第47話

「もう、私にご遠慮なさらなくても構いませんわ。さ、リリーシカ様の写真をお譲りくださいませ?」

「いや渡せないから!何に使うか分かんないから!」


 思わず突っ込むと、ヴェロニカちゃんは目をしばしばさせた。


「貴方、面白い方ね。ヴェロニカと呼んでくださいませね」


 フフフと笑いながら頰に手を当てるヴェロニカちゃん。本当に(黙ってれば)美人だ。


「ねえ、イリヤ。私もうちょっとリリーシカ様と居たいわ。ダメ?」

「いや、私が嫌なんだが…」


 疲れた様子で呟くリリーシカ。後で労っておこう。


「ダメです!もう帰りますよ!」

「国に帰ったら武器庫に案内してあげるから、お願い!」

「…し、仕方ないですね」

「いいんだ⁈」


 っていうか武器庫?イリヤちゃんは何で武器庫がいいんだろ?


 首をかしげると、セレナに耳元で説明された。


「イリヤちゃんは極度の軍オタ、つまりミリタリーオタクでね。軍服や戦車、特に拳銃が大好きなのよ」

「…セルゲイ皇国って大丈夫なの?」


 思わず突っ込んだ僕は悪くないと思う。


「じゃあイリヤちゃんはどうするの?」

「うーん、ヴェロニカ様はリリーシカ様相手だといつまでも張り付いてますからね。

 セルゲイ皇国への最終便が18時なので、それまでは自由にさせてもらいます」


 …本当に大丈夫なのか、セルゲイ皇国。職務怠慢にならない?


「心配しなくても大丈夫ですよ、賢者様。サボりにならないようにちゃんとタイムカード押していくので。

 自由時間を職務に入れるほどがめつくありません」


 あ、そこらへんはしっかりしてるんだ。


「じゃあ私は王都の二番街に行ってきますね!」


 いそいそと腰を上げるイリヤちゃん。

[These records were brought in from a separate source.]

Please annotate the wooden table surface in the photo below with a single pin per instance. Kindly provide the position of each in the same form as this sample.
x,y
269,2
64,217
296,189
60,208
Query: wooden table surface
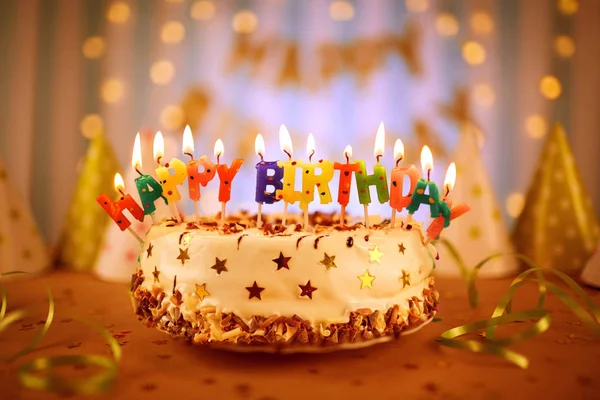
x,y
564,362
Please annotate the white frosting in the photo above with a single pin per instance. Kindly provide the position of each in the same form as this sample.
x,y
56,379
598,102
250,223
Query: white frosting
x,y
338,289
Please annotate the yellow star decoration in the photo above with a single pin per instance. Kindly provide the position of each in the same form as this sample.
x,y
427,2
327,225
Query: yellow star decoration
x,y
201,291
375,255
183,255
328,262
474,232
366,280
405,279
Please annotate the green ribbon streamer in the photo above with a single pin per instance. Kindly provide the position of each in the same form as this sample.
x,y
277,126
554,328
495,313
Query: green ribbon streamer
x,y
503,314
40,373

二番街は鍛冶屋が武器屋が並ぶ、イカついおじさんばかりの通りだ。

 冒険者や剣士がよく使うひとつ。


「僕はじゃあ三番街に行ってくる」


 新書チェックしたいんだよね。あと出来れば漢方についての本が一冊欲しいし。


「イリヤちゃん、気をつけてね。ラルシュも見張ってて」

「?うん」


 あ、二番街で変な男に絡まれないように見ててくれってことかな?

 たしかにいかにも儚げな美少女だもんね。ゴツいマッチョだらけの武器屋にイリヤちゃんが行くとなったら心配か。


 …まあもやし体型の僕ができることは何もないんだけど。